A Martin Claret é uma editora simpática, publica clássicos da literatura universal a preços acessíveis, o que é uma mão na roda para quem precisa comprar diversos livros, em um curto espaço de tempo, e não quer apelar para os sebos nem esvaziar os bolsos com edições caras. Um exemplo é o romance O Vermelho e o Negro, de Stendhal, que precisei adquirir poucos meses atrás. Se tivesse optado por um exemplar editado pela Cosac & Naify, o livro teria me custado R$ 59. Não cheguei a desembolsar R$ 20 por um da Martin Claret.

Com a coleção A Obra-Prima de Cada Autor, centenas de títulos estão disponibilizados em formato pocket. Além de baratear os custos, esse formato deixa o livro em um tamanho prático, mais fácil de ser carregado. Quem precisa levar livros de um lado para o outro sabe que isso faz uma boa diferença. Nessa linha, há obras de Lewis Carroll, Mark Twain, Conan Doyle, Charles Dickens, Victor Hugo, Dostoievski, Machado de Assis e muitos, muitos outros. Estão incluídos aí títulos de filósofos importantes, como Aristóteles e Platão. Para os viciados em ler, seria uma perdição, não fosse um pequeno porém. Talvez por oferecer produtos mais em conta, a editora peca em dois aspectos: no projeto gráfico e na falta de revisão dos textos. Definitivamente, os livros da Martin Claret não são bonitos. Nenhum dos exemplares que possuo traz ilustrações ou cores e o texto sobrepõe a numeração das páginas.
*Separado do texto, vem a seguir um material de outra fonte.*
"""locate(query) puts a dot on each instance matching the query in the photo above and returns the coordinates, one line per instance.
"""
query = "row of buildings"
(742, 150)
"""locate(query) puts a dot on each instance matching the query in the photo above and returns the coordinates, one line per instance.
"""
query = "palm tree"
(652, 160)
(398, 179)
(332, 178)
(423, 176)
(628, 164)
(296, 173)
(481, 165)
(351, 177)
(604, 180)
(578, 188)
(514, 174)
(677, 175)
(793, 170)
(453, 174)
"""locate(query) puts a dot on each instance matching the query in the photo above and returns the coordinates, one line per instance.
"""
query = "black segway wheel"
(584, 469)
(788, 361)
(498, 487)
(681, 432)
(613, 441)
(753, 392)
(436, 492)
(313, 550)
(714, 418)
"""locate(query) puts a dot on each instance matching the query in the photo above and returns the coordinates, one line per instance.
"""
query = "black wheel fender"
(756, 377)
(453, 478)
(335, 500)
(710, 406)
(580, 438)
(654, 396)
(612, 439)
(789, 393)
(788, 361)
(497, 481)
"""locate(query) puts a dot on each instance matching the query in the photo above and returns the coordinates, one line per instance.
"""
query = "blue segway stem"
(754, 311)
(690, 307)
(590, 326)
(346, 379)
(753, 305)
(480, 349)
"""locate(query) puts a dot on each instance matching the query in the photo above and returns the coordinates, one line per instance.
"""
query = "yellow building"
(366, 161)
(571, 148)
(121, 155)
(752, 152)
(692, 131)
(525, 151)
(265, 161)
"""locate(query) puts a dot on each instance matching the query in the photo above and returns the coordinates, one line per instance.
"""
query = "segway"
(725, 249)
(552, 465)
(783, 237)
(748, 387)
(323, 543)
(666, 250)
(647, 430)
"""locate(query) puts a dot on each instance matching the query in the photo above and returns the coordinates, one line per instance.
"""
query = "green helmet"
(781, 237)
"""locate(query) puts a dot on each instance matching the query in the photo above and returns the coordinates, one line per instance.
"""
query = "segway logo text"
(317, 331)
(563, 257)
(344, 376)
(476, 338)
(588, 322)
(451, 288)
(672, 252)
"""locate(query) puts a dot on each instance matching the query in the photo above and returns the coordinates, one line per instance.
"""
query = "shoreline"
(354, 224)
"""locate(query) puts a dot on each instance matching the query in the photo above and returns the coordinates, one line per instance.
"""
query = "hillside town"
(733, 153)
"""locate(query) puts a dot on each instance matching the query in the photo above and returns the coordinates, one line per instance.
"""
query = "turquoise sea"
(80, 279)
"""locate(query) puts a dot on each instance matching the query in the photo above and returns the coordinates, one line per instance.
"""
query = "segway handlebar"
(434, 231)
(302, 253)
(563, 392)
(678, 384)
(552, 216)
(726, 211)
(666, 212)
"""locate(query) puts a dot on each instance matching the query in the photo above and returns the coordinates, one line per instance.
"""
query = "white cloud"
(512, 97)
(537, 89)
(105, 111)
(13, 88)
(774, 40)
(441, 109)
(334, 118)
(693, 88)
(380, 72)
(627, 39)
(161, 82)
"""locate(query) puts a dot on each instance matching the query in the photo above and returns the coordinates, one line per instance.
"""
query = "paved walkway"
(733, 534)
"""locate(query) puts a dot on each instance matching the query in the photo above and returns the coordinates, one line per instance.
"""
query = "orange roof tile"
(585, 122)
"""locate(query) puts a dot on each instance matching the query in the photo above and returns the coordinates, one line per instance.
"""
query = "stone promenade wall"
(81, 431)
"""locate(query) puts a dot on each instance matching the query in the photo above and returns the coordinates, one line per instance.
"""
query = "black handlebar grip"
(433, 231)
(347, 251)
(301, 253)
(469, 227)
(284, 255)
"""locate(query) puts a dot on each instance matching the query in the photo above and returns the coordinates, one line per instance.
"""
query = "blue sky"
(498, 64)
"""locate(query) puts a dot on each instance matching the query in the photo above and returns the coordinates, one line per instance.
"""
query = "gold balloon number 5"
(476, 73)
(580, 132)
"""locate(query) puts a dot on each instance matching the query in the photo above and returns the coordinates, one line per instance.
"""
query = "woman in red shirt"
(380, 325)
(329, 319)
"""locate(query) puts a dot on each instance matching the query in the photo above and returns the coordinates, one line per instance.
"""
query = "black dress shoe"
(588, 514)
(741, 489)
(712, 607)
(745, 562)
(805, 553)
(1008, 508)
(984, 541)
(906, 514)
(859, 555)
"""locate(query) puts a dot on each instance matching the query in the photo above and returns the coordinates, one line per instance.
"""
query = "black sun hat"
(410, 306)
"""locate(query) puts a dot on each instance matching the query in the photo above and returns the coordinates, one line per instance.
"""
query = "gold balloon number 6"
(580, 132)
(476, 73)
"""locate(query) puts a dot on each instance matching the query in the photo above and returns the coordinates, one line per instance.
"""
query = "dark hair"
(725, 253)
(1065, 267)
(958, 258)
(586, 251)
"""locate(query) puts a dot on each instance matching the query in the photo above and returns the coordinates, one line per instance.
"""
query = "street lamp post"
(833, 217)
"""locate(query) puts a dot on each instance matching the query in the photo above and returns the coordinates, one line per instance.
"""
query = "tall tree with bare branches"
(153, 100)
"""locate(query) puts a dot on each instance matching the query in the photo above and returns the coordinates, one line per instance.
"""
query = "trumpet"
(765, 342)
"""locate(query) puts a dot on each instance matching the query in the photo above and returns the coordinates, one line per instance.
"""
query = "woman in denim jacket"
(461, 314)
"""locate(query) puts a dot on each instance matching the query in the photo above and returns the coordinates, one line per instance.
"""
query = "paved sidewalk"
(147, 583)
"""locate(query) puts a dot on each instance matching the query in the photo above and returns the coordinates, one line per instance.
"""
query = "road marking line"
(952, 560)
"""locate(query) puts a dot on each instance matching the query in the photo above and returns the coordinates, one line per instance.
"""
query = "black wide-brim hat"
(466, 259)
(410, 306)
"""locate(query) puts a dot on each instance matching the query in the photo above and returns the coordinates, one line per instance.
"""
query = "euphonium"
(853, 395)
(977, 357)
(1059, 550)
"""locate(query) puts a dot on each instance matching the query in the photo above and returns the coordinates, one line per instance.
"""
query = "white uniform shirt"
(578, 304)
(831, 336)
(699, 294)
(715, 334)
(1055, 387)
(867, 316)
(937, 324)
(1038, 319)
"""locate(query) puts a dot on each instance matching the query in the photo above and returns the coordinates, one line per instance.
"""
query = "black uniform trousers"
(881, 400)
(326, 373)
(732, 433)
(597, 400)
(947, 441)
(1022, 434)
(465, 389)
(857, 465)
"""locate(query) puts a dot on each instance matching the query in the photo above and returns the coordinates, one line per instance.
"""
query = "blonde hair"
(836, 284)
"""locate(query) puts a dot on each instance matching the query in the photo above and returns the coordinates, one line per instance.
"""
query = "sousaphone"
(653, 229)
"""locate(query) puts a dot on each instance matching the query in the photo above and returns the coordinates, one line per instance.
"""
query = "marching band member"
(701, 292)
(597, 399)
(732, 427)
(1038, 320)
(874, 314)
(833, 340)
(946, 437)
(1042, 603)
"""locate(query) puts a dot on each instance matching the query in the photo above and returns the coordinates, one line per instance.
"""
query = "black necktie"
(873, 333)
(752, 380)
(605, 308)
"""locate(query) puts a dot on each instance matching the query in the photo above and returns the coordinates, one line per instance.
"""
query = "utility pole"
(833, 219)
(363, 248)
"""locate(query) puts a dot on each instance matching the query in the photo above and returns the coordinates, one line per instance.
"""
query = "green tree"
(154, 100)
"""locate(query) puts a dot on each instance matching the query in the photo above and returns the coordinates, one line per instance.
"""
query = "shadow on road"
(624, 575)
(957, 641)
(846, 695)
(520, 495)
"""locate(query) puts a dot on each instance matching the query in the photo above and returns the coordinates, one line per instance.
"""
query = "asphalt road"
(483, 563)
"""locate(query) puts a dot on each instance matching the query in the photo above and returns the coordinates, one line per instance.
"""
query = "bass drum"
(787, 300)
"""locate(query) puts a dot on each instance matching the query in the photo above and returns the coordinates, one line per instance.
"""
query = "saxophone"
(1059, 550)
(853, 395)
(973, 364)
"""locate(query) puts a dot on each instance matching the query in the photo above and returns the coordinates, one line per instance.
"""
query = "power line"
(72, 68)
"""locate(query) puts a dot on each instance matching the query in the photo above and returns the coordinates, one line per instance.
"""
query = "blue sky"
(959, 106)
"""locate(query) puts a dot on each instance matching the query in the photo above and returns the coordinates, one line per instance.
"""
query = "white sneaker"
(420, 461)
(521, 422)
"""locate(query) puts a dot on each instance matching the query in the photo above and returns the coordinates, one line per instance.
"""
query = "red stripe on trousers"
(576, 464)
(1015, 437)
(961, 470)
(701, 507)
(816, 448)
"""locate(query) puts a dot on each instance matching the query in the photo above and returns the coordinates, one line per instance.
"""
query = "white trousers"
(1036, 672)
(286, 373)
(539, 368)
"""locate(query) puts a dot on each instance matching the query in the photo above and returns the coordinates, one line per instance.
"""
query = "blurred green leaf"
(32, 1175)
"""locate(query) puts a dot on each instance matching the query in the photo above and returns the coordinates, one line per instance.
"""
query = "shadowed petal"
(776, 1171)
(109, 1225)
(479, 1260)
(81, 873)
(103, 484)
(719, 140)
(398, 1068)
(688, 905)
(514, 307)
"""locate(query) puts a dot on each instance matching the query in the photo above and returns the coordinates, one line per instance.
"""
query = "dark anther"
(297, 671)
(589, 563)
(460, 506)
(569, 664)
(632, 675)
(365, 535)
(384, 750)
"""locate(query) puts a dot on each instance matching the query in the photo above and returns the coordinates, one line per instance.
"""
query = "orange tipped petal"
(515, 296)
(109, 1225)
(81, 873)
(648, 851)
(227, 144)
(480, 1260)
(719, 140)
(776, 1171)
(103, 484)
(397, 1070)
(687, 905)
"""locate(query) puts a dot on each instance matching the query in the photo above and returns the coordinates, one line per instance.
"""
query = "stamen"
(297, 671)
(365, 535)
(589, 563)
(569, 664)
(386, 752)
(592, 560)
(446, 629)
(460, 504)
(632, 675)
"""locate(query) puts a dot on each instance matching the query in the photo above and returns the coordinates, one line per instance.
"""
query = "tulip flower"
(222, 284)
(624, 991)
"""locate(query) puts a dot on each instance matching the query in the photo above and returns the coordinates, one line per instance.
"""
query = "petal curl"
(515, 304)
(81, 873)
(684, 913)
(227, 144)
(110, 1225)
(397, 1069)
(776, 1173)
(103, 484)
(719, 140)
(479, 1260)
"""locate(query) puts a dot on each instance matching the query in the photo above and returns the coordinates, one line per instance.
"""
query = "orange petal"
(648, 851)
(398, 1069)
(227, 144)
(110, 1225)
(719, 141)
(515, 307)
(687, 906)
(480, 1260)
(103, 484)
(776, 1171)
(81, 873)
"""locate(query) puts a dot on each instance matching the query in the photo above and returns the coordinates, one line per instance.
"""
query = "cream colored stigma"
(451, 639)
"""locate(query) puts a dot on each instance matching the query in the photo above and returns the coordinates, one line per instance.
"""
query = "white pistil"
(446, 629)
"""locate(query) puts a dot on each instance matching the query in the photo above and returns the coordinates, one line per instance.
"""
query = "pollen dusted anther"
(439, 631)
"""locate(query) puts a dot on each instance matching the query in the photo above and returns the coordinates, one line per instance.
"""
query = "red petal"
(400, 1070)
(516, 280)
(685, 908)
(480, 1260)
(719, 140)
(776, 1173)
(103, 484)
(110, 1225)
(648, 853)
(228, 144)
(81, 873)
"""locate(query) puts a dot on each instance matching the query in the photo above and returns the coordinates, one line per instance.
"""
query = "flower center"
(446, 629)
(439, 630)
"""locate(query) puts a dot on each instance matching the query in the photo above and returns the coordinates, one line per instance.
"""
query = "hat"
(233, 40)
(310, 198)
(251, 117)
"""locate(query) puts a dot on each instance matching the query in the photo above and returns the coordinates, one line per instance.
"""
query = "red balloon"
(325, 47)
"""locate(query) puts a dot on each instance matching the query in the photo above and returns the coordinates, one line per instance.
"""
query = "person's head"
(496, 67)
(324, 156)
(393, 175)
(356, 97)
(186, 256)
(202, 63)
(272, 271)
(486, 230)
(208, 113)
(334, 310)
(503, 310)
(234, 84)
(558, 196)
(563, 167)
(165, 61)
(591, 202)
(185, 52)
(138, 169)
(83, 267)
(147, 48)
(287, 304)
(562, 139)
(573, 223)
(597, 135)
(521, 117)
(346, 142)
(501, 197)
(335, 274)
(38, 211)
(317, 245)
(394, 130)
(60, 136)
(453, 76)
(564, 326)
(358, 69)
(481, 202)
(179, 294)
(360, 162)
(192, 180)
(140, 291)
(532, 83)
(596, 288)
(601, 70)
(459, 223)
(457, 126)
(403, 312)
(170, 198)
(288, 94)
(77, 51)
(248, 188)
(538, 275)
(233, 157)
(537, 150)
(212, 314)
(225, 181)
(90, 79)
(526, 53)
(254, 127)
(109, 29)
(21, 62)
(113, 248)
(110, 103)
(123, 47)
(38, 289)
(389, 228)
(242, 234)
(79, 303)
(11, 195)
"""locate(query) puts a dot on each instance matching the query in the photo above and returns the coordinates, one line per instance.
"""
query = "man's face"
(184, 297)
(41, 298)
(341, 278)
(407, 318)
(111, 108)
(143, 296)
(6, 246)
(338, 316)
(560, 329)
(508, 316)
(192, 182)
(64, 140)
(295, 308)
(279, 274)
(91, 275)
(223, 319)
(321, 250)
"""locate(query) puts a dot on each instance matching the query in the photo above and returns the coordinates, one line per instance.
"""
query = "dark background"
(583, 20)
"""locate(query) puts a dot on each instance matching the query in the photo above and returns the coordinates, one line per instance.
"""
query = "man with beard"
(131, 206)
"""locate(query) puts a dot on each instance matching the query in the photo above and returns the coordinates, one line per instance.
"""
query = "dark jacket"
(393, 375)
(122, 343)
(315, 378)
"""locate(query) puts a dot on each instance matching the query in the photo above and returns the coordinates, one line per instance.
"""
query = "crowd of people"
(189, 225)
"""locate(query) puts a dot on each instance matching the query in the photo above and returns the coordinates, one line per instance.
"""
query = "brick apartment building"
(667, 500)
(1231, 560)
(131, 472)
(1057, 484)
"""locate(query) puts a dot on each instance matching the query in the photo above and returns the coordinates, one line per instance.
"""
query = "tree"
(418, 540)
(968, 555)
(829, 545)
Tudo bem, a edição isenta de atrativos pode ser compensada justamente pelo preço convidativo. A falta de revisão, no entanto, compromete. Não sempre, mas com freqüência. Já li livros da Martin Claret com pouquíssimas falhas nesse sentido, quase imperceptíveis. Não é o caso de O Vermelho e o Negro. O texto está cheio de erros de ortografia e com uma infinidade de vírgulas separando sujeito de verbo. Levando em conta que a palavra é a matéria-prima da literatura, acho que essa falta de cuidado fica feia. Uma boa revisão antes da publicação não faria mal nenhum à Martin Claret.